C.W. is a fan of Korean cooking and today asks you for recipes using gochujang paste. "I believe this paste was originally used with Korean barbecue but has many uses. I have bought a big tub of gochujang at the Asian Food Market on Hixson Pike and would like to try a variety of Korean recipes."

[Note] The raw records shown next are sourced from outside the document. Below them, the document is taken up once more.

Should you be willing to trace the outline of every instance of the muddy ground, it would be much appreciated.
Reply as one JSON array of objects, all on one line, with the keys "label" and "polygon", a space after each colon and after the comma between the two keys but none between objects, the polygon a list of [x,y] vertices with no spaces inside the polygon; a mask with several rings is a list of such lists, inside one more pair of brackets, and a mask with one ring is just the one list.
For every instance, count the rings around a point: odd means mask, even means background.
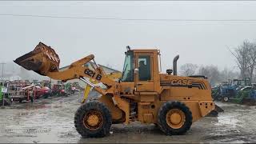
[{"label": "muddy ground", "polygon": [[74,126],[81,94],[39,99],[0,109],[0,142],[256,142],[256,106],[220,103],[225,112],[194,123],[180,136],[154,125],[113,125],[102,138],[82,138]]}]

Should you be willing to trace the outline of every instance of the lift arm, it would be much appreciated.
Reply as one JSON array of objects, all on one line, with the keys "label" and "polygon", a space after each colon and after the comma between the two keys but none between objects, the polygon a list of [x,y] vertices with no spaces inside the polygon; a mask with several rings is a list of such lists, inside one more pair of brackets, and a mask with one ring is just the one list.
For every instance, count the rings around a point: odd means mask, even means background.
[{"label": "lift arm", "polygon": [[[108,78],[104,70],[98,66],[96,63],[97,68],[92,66],[94,70],[90,69],[85,65],[91,60],[94,62],[94,56],[93,54],[88,55],[71,63],[66,70],[59,71],[60,60],[58,55],[50,46],[39,42],[33,51],[18,58],[14,60],[14,62],[28,70],[34,70],[40,75],[48,76],[56,80],[66,82],[79,78],[102,94],[117,93],[118,91],[117,89],[119,87],[118,82]],[[89,80],[84,78],[84,77],[93,79],[97,82],[102,82],[106,86],[107,90],[103,90],[95,86]]]}]

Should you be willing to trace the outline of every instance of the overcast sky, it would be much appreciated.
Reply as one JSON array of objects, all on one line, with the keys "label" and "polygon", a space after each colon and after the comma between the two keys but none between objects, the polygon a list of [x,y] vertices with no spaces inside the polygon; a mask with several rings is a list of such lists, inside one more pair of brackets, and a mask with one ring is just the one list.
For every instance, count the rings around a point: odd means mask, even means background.
[{"label": "overcast sky", "polygon": [[[256,19],[256,2],[0,2],[0,14],[68,17]],[[98,63],[122,69],[126,46],[158,48],[163,70],[178,65],[235,66],[226,49],[256,39],[256,22],[158,22],[0,15],[0,62],[9,62],[39,42],[55,49],[61,66],[90,54]]]}]

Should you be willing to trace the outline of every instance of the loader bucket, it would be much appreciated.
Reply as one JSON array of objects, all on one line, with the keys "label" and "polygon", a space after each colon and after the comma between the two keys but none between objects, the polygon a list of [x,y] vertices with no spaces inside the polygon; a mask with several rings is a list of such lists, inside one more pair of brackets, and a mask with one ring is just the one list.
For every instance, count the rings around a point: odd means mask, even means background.
[{"label": "loader bucket", "polygon": [[27,53],[14,61],[28,70],[34,70],[40,75],[46,75],[49,72],[58,71],[59,58],[54,50],[42,42]]}]

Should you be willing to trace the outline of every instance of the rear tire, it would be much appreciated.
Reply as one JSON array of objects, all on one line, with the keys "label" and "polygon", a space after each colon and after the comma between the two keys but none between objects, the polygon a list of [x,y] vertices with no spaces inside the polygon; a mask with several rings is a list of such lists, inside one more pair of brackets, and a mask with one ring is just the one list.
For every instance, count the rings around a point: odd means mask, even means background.
[{"label": "rear tire", "polygon": [[185,134],[192,125],[192,113],[180,102],[166,102],[159,109],[158,125],[166,135]]},{"label": "rear tire", "polygon": [[74,126],[83,138],[101,138],[110,133],[112,116],[106,106],[98,101],[82,105],[74,115]]}]

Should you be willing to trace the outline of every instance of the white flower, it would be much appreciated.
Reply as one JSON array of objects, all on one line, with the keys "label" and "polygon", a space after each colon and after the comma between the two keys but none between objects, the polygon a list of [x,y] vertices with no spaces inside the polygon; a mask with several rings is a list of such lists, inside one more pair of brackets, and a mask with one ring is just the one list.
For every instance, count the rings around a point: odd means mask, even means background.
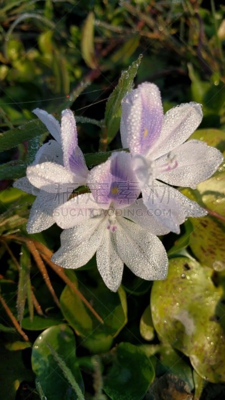
[{"label": "white flower", "polygon": [[130,154],[113,154],[90,171],[92,193],[74,198],[54,212],[65,230],[54,262],[76,268],[96,252],[98,270],[114,292],[120,284],[124,262],[144,279],[164,279],[167,274],[166,253],[156,234],[168,230],[148,215],[142,199],[136,200],[139,190],[130,162]]},{"label": "white flower", "polygon": [[14,184],[36,196],[30,210],[26,229],[40,232],[54,223],[54,210],[66,202],[74,189],[84,184],[88,170],[78,146],[75,119],[72,111],[62,112],[61,126],[53,116],[36,108],[33,112],[46,125],[55,140],[50,140],[38,152],[26,177]]},{"label": "white flower", "polygon": [[143,202],[176,233],[188,216],[206,212],[166,184],[194,188],[210,176],[223,160],[220,152],[200,140],[184,142],[202,116],[200,104],[195,102],[181,104],[164,116],[160,92],[153,84],[142,84],[122,101],[122,144],[132,154]]}]

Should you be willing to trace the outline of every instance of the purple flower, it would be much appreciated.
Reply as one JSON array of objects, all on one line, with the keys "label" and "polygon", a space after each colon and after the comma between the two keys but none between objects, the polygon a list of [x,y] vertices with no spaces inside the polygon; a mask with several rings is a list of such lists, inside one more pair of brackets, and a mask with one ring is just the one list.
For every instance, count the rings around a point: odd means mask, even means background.
[{"label": "purple flower", "polygon": [[72,111],[62,112],[61,126],[53,116],[36,108],[33,112],[44,124],[55,140],[38,152],[26,177],[14,186],[36,196],[27,224],[30,234],[40,232],[54,223],[54,210],[66,202],[73,190],[86,183],[88,170],[78,146],[76,124]]},{"label": "purple flower", "polygon": [[65,229],[52,260],[66,268],[84,265],[96,252],[98,270],[116,292],[124,262],[144,279],[164,279],[168,260],[156,234],[168,230],[148,214],[132,170],[130,155],[115,152],[89,175],[91,193],[80,194],[56,208],[54,218]]},{"label": "purple flower", "polygon": [[223,160],[220,152],[200,140],[184,142],[202,117],[201,106],[195,102],[181,104],[164,116],[160,92],[154,84],[142,84],[122,101],[122,144],[132,155],[144,203],[162,225],[178,234],[188,216],[206,212],[170,185],[194,188]]}]

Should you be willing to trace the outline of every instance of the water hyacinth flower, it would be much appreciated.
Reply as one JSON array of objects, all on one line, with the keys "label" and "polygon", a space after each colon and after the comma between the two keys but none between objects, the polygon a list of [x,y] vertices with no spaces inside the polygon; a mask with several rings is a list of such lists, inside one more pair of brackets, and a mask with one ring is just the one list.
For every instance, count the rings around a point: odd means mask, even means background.
[{"label": "water hyacinth flower", "polygon": [[33,112],[46,125],[55,140],[39,149],[26,177],[14,184],[16,188],[36,196],[30,212],[26,229],[28,233],[40,232],[54,223],[54,210],[66,201],[73,190],[86,182],[88,170],[78,145],[76,124],[70,110],[62,112],[61,126],[46,111]]},{"label": "water hyacinth flower", "polygon": [[124,262],[144,279],[164,279],[168,260],[156,234],[168,230],[148,214],[131,168],[131,156],[115,152],[89,175],[91,193],[79,194],[56,209],[54,218],[65,230],[61,247],[52,256],[56,264],[76,268],[96,252],[98,270],[116,292]]},{"label": "water hyacinth flower", "polygon": [[154,84],[142,84],[122,101],[122,144],[132,154],[144,203],[177,234],[188,216],[206,212],[170,185],[194,188],[223,160],[218,150],[200,140],[186,142],[202,118],[200,104],[193,102],[174,107],[164,116],[160,92]]}]

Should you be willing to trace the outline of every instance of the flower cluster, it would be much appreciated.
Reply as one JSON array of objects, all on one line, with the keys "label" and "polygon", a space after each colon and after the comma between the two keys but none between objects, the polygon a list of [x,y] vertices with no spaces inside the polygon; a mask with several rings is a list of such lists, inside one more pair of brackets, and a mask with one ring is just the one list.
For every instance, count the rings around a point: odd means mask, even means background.
[{"label": "flower cluster", "polygon": [[[28,232],[56,222],[64,230],[54,262],[76,268],[96,252],[99,272],[114,292],[121,283],[124,263],[144,279],[165,278],[168,260],[157,235],[178,234],[188,216],[206,214],[172,186],[195,188],[222,160],[221,153],[204,142],[186,142],[202,120],[200,105],[182,104],[164,116],[158,87],[142,84],[122,101],[126,151],[114,152],[90,170],[78,144],[72,112],[62,112],[60,126],[46,112],[34,112],[54,140],[40,148],[26,177],[14,184],[36,196]],[[76,193],[84,185],[86,192]]]}]

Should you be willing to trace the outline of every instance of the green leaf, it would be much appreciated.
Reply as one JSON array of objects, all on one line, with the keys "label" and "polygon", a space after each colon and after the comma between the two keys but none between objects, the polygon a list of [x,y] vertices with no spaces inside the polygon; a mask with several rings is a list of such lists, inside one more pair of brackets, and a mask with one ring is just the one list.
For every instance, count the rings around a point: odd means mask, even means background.
[{"label": "green leaf", "polygon": [[4,344],[0,342],[0,376],[1,377],[1,398],[15,400],[16,392],[23,381],[32,382],[34,374],[24,366],[22,351],[7,350]]},{"label": "green leaf", "polygon": [[8,150],[36,136],[49,133],[46,126],[40,120],[29,121],[17,128],[0,133],[0,151]]},{"label": "green leaf", "polygon": [[62,370],[65,378],[67,379],[71,387],[74,390],[74,392],[76,394],[78,400],[84,400],[83,394],[80,388],[79,385],[76,382],[74,376],[73,376],[70,370],[68,368],[64,361],[58,355],[58,352],[54,350],[53,348],[47,342],[47,346],[50,349],[53,358],[57,363],[58,365]]},{"label": "green leaf", "polygon": [[160,338],[188,356],[204,379],[216,383],[225,380],[225,332],[218,315],[222,290],[211,273],[196,261],[170,260],[167,278],[154,282],[150,304]]},{"label": "green leaf", "polygon": [[63,376],[48,344],[62,358],[82,390],[83,382],[76,356],[76,342],[72,330],[64,324],[52,326],[34,342],[32,364],[42,390],[48,400],[76,400],[77,396]]},{"label": "green leaf", "polygon": [[126,62],[139,46],[140,36],[139,34],[134,34],[111,57],[110,63],[112,64],[120,62]]},{"label": "green leaf", "polygon": [[148,357],[130,343],[120,343],[104,378],[104,390],[112,400],[141,400],[154,378]]},{"label": "green leaf", "polygon": [[84,24],[81,39],[82,56],[88,66],[94,69],[98,62],[94,55],[94,12],[90,12]]},{"label": "green leaf", "polygon": [[32,347],[31,343],[28,342],[20,342],[16,340],[12,343],[6,343],[5,344],[6,348],[8,350],[17,351],[18,350],[24,350],[24,348],[29,348]]},{"label": "green leaf", "polygon": [[140,320],[140,334],[146,340],[152,340],[154,338],[154,326],[149,306],[143,312]]},{"label": "green leaf", "polygon": [[22,328],[28,330],[42,330],[50,326],[62,324],[62,319],[34,316],[31,320],[30,316],[26,316],[22,320]]},{"label": "green leaf", "polygon": [[[225,154],[225,133],[216,129],[196,130],[190,136],[214,146]],[[185,189],[182,193],[195,200],[208,210],[209,214],[202,218],[192,218],[193,226],[190,246],[200,262],[220,271],[225,268],[225,164],[209,179],[197,186],[194,190]]]},{"label": "green leaf", "polygon": [[121,116],[121,102],[126,93],[132,89],[134,80],[140,65],[142,58],[142,54],[140,54],[126,70],[122,72],[118,84],[108,98],[104,114],[108,144],[114,138],[119,130]]},{"label": "green leaf", "polygon": [[12,328],[11,326],[6,326],[2,324],[0,324],[0,332],[6,332],[8,334],[14,334],[16,328]]},{"label": "green leaf", "polygon": [[[78,287],[74,272],[68,270],[66,272]],[[92,276],[92,279],[94,280],[95,277]],[[122,288],[116,293],[113,293],[100,278],[96,283],[96,286],[92,287],[91,290],[82,284],[78,288],[102,317],[103,324],[100,324],[80,297],[68,286],[61,294],[60,302],[64,318],[82,338],[82,346],[92,352],[101,352],[110,348],[113,338],[126,323],[126,301]]]}]

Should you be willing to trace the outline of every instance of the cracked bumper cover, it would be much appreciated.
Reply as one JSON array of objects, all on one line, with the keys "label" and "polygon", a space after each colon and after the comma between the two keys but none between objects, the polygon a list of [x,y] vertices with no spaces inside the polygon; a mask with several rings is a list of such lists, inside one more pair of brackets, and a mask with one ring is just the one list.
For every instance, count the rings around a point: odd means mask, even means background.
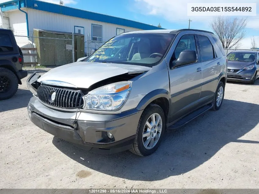
[{"label": "cracked bumper cover", "polygon": [[[84,149],[102,154],[131,148],[143,111],[133,109],[114,115],[78,112],[75,129],[75,112],[49,108],[35,96],[31,99],[27,110],[30,119],[41,129]],[[107,131],[113,135],[114,141],[103,143],[103,134]]]}]

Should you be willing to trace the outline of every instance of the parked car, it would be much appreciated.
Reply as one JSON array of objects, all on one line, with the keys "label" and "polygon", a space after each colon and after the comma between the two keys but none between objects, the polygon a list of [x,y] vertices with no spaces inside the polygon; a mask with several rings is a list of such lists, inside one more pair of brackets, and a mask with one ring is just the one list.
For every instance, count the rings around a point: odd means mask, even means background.
[{"label": "parked car", "polygon": [[17,46],[13,32],[0,29],[0,100],[13,96],[21,84],[21,79],[27,76],[22,69],[22,53]]},{"label": "parked car", "polygon": [[259,77],[258,54],[257,51],[238,51],[228,54],[227,80],[254,84]]},{"label": "parked car", "polygon": [[[220,43],[197,30],[121,34],[84,61],[32,74],[29,117],[87,150],[147,156],[167,127],[220,108],[227,60]],[[111,54],[115,46],[120,49]]]}]

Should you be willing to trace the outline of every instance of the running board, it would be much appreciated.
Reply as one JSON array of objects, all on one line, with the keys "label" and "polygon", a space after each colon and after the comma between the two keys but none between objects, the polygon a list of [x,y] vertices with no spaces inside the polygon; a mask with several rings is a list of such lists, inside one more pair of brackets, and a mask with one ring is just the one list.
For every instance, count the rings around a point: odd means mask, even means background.
[{"label": "running board", "polygon": [[211,109],[213,106],[213,104],[211,103],[203,106],[192,113],[181,119],[172,125],[168,127],[167,129],[169,130],[175,129],[184,125],[202,113]]}]

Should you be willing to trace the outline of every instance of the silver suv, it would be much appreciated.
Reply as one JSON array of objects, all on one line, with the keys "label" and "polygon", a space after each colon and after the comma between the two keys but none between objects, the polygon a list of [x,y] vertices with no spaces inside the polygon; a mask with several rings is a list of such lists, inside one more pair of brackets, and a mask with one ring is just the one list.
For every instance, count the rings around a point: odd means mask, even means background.
[{"label": "silver suv", "polygon": [[191,29],[123,33],[82,61],[27,81],[36,125],[92,152],[154,152],[166,129],[224,98],[227,60],[213,33]]}]

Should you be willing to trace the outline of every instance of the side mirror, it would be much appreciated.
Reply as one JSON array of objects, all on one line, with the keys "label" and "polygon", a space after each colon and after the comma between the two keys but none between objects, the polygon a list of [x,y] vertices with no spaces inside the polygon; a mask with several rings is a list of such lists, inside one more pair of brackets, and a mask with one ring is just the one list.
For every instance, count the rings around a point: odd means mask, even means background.
[{"label": "side mirror", "polygon": [[196,52],[192,50],[185,50],[182,51],[177,60],[173,62],[173,67],[195,63],[197,61]]},{"label": "side mirror", "polygon": [[96,48],[93,48],[91,50],[91,54],[92,55],[93,53],[95,52],[97,50],[97,49]]}]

Everett Kidder honored his aunt in sending this recipe that answers the request for pineapple dishes. "Here is my Aunt Rena's Pineapple Pie: an easy, fruity, summery pie that goes well in any setting. I remember this recipe as a child in the mid-1940s, so it has to be at least 75 years old."

Aunt Rena's Pineapple Pie

1/2 cup sugar

1 tablespoon flour

2 cups of crushed pineapple, canned or fresh, well-drained (or more; see directions that follow)

Juice of 1/2 lemon

1 large egg, beaten

1 recipe pie crust

Combine sugar and flour.

Mix together with pineapple, lemon and beaten egg.

Taste, then add more sugar if necessary. We like the pie a little on the tart side, but others may want it sweeter.

You might find you need more pineapple, drained.

Use your favorite pie crust recipe, and if you want, make a lattice-style top. Pour pineapple mixture into bottom shell, and bake at 350 degrees for about 45 minutes.


Tim Threadgill gave us a Spanish riff on the healthful pork tenderloin theme.

Spanish-Style Brined Pork Tenderloin

Sherry vinegar and paprika give this pork tenderloin a traditional Spanish flair. Adding vinegar at the end brightens the flavors of the dish.

3 1/2 cups water

1/4 cup kosher salt (such as Diamond Crystal)

1/4 cup sugar

1/4 cup sherry vinegar

1 cup ice cubes

1 (1 1/2-pound) pork tenderloin, trimmed

2 tablespoons paprika

2 teaspoons sugar

1 teaspoon freshly ground black pepper

1 teaspoon chopped fresh sage

1 teaspoon chopped fresh thyme

2 garlic cloves, minced

2 teaspoons olive oil

Cooking spray

2 teaspoons sherry vinegar for drizzling at the end

Combine first 4 ingredients in a large bowl, stirring until the salt and sugar dissolve. Pour salt mixture into a 2-gallon zip-top plastic bag. Add ice and pork; seal. Refrigerate 3 hours, turning bag occasionally.

Combine paprika and next 5 ingredients (paprika through garlic).

Prepare grill for indirect grilling, heating one side to medium-high and leaving one side with no heat.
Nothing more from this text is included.